Sentait-elle que je m’étais éloigné d’elle en faisant démarrer mon véhicule pour partir à l’aventure ? Pour gagner le cœur de la belle, il me fallait vaquer et gagner d’homériques combats contre mes faiblesses, mes lacunes et mes désespoirs, puis revenir vers elle en héros bronzé et fort, irrésistible et attachant amant, indiscutable et évident conquistador, énergumène solide comme un roc, le symbole épanoui d’une vie saine et joyeuse, la force tranquille du trousseur de jupons incontestable. Tous ces qualificatifs, ça fait beaucoup, un peu trop sans doute, ça déforme le sens et ça induit du trouble ; butinons, lutinons.

Claire, ma douce, est peut-être en train de se faire trousser par un autre, sa poitrine gonflée de désir à développé comme le gonflement du volcan avant son éruption (« l’analogie en forme et fonctionnement avec l’aréole sommitale, lieu d’épanchement, et la lente montée du plaisir sur les parois abruptes », me susurre un ami poète de passage), ou bien en train de prendre un bain ou de regarder la télévision, pendant que je souffre de ces sentiments inavoués, ou plus exactement, inassouvis. Maudite timidité qui fait de moi un baladeur sans fin, yo-yo de l’autoroute du sud de la France, errance automobile. Petit, gros, paire de lunettes, je n’avais aucune chance d’obtenir l’amour de Claire, d’après les magazines à la mode.

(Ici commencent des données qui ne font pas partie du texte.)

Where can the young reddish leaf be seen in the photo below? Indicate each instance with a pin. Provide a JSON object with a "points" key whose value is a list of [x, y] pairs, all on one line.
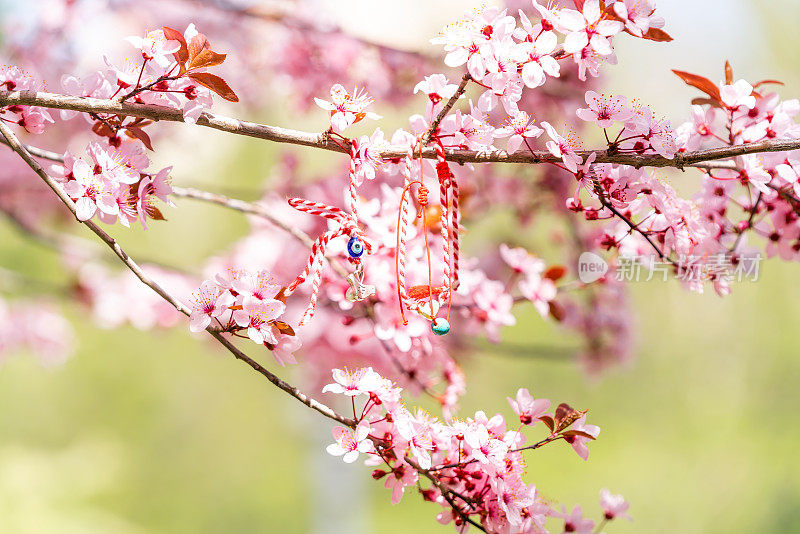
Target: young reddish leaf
{"points": [[182, 55], [284, 328], [141, 135], [197, 44], [155, 213], [704, 84], [658, 35], [565, 415], [102, 129], [216, 84], [705, 101], [547, 420], [764, 82], [206, 58], [570, 433], [556, 311], [555, 273]]}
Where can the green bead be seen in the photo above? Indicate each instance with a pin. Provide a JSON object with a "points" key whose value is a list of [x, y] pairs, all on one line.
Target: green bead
{"points": [[440, 326]]}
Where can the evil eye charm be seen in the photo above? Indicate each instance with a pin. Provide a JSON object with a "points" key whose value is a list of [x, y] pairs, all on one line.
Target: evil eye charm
{"points": [[440, 326], [355, 247]]}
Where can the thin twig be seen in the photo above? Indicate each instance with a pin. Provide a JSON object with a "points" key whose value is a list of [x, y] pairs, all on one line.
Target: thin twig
{"points": [[320, 140], [446, 109]]}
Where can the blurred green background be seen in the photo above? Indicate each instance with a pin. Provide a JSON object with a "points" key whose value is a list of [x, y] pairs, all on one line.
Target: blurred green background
{"points": [[161, 432]]}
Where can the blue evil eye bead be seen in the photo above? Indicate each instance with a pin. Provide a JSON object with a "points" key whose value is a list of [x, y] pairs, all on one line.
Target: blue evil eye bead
{"points": [[440, 326], [355, 247]]}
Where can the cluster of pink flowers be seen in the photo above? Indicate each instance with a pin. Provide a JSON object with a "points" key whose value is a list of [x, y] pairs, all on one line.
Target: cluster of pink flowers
{"points": [[33, 119], [249, 302], [173, 73], [475, 465], [504, 57], [114, 185]]}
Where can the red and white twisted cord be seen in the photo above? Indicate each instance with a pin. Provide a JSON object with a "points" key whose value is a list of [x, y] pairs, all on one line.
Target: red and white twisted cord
{"points": [[407, 172], [444, 176], [353, 186]]}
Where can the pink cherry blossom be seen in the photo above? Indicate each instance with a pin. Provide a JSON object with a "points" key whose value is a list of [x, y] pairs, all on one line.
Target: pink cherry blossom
{"points": [[605, 110], [350, 442], [588, 28], [257, 316], [518, 128], [638, 15], [575, 522], [284, 349], [208, 302], [347, 108], [352, 383], [739, 94]]}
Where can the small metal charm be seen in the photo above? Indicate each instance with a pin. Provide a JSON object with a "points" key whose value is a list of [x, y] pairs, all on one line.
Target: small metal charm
{"points": [[358, 290], [440, 326], [355, 247]]}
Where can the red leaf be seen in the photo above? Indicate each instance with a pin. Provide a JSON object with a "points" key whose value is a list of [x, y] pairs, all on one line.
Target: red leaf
{"points": [[555, 273], [155, 213], [658, 35], [206, 58], [763, 82], [704, 84], [565, 415], [197, 44], [182, 55], [581, 433], [216, 84], [141, 135], [546, 419]]}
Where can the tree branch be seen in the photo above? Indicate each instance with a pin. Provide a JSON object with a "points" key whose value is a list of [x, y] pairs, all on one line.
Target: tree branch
{"points": [[321, 140], [446, 109], [17, 147]]}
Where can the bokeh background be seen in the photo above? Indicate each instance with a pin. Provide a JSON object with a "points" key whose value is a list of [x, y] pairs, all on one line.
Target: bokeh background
{"points": [[161, 432]]}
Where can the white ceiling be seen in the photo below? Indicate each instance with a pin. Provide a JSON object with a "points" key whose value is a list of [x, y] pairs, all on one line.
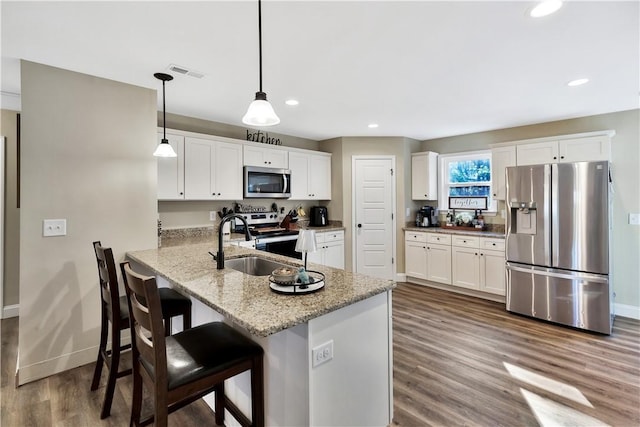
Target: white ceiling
{"points": [[419, 69]]}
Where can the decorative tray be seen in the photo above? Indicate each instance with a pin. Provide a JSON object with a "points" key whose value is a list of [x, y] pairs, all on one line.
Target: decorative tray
{"points": [[316, 282], [462, 227]]}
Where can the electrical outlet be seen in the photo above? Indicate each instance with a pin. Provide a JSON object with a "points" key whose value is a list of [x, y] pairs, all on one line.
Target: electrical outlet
{"points": [[322, 353], [54, 227]]}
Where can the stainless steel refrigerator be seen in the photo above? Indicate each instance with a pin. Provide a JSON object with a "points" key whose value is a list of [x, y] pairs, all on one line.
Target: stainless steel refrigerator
{"points": [[557, 244]]}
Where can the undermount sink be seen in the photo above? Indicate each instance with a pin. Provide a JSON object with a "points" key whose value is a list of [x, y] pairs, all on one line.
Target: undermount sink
{"points": [[253, 265]]}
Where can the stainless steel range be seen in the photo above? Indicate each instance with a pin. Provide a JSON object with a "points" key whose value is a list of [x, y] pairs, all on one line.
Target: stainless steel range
{"points": [[269, 236]]}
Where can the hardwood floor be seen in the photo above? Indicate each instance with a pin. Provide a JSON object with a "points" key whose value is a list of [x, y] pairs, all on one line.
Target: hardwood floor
{"points": [[464, 361], [65, 399], [457, 361]]}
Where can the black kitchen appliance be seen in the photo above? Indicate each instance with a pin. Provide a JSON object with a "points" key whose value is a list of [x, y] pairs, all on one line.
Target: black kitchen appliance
{"points": [[319, 216], [269, 235], [428, 217], [266, 183]]}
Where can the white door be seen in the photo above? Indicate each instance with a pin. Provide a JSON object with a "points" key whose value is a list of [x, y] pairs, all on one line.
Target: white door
{"points": [[374, 211]]}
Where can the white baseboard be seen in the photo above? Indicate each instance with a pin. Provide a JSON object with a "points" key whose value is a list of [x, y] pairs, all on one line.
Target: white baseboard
{"points": [[624, 310], [10, 311], [26, 374]]}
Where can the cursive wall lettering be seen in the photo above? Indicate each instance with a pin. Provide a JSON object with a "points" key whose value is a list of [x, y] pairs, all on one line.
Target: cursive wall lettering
{"points": [[262, 137]]}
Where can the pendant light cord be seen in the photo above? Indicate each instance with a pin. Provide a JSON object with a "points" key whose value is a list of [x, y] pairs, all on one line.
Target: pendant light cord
{"points": [[164, 117], [260, 39]]}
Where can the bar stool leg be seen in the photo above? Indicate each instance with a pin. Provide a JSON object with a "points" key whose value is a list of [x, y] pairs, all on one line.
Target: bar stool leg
{"points": [[186, 320], [219, 403], [113, 375], [102, 348], [257, 393]]}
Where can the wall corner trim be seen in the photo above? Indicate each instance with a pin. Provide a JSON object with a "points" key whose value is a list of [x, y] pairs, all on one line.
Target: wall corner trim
{"points": [[630, 311], [10, 311]]}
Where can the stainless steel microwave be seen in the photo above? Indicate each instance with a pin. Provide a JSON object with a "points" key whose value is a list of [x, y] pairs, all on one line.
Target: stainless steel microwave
{"points": [[266, 183]]}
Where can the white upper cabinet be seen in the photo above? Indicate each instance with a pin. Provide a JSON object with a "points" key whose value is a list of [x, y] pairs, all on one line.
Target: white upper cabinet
{"points": [[587, 149], [310, 176], [266, 157], [501, 158], [424, 176], [213, 170], [171, 170]]}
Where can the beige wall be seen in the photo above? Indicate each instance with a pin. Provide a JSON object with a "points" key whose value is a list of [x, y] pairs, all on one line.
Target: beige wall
{"points": [[625, 159], [184, 214], [175, 121], [8, 128], [343, 149], [86, 155]]}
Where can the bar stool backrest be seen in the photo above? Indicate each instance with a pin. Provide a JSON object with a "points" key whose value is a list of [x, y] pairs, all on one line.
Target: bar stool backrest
{"points": [[149, 341]]}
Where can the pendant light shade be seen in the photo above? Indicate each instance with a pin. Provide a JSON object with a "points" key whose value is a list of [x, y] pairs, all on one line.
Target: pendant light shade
{"points": [[164, 148], [260, 111]]}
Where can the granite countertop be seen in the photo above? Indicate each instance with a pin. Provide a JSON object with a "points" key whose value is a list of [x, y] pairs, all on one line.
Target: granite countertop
{"points": [[494, 234], [247, 300]]}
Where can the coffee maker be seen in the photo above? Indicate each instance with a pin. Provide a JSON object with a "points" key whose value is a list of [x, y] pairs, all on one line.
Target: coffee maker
{"points": [[427, 217], [319, 216]]}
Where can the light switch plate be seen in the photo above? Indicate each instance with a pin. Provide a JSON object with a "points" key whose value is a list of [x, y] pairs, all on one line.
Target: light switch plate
{"points": [[54, 227], [322, 353]]}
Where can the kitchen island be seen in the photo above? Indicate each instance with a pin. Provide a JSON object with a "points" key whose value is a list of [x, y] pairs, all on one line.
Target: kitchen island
{"points": [[350, 318]]}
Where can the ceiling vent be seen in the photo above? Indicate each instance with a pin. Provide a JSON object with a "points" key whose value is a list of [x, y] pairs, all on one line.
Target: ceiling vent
{"points": [[185, 71]]}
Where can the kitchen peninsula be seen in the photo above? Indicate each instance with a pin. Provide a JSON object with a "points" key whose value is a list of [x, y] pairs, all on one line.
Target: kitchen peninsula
{"points": [[351, 317]]}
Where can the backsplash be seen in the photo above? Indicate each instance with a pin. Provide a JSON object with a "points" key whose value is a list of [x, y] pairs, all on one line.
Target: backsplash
{"points": [[195, 214]]}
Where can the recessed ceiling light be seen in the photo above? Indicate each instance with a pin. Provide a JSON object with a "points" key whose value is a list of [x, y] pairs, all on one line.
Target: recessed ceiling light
{"points": [[577, 82], [545, 8]]}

Je roulais en respectant les limitations de vitesse, sans discontinuer, sans but, sans rien, sans l’amour de cette femme, perdu au bout de l’autoroute. J’avais fait part de mon désarroi à une amie, elle m’avait répondu en me parlant des gens vieux et malades, leur situation entait pire que celle de l’amoureux transi, oui, soit, mais quelle importance ? Je parlais, moi, de la vie. Prendre Claire dans mes bras, l’embrasser et la serrer contre moi, sentir son odeur, la caresser, la sentir profondément, fusionner avec elle. Son regard plongß dans le mien, comme dans le meilleur des romans à l’eau de rose. La rage d’aimer et d’être aimé, je reste sur ma faim, et si je suis un chien enrage, alors je dois montrer les dents. J’étais sûr qu’elle y pensait aussi, même si je n’étais pas son genre d’homme, ce qui éclaire la description précédente : elle ne pouvait pas entre insensible à la force de cet amour ; quid de l’attirance, du magnétisme. Méthode Coué d’un amour imbécile ; c’est délicat, c’est fort et prenant, et pourtant est-ce méprisable ? Et dérisoire ? Maladresses sentimentales qu’elle remarquait à peine, occupée qu’elle était à vivre sa propre existence faite de joies et de préoccupations importantes. Qu’aurait-elle fait d’un clown triste ? Les êtres lunaires ne sont pas tous blafards, ils peuvent être sympathiques, théâtraux, amusants. Je me mis à écouter du jazz, amant inutile car inemployé et pitoyable car apitoyé, évacuant son désir inassouvi sur des feuilles blanches virtuelles, petits bateaux en papier sur un lac. J’arrêtai mon véhicule et sortis du coffre ma canne à pêche, hameçon patient dans l’eau, assis dans l’herbe verte sous de grands arbres élégants ; le temps passait sans elle. Incroyable.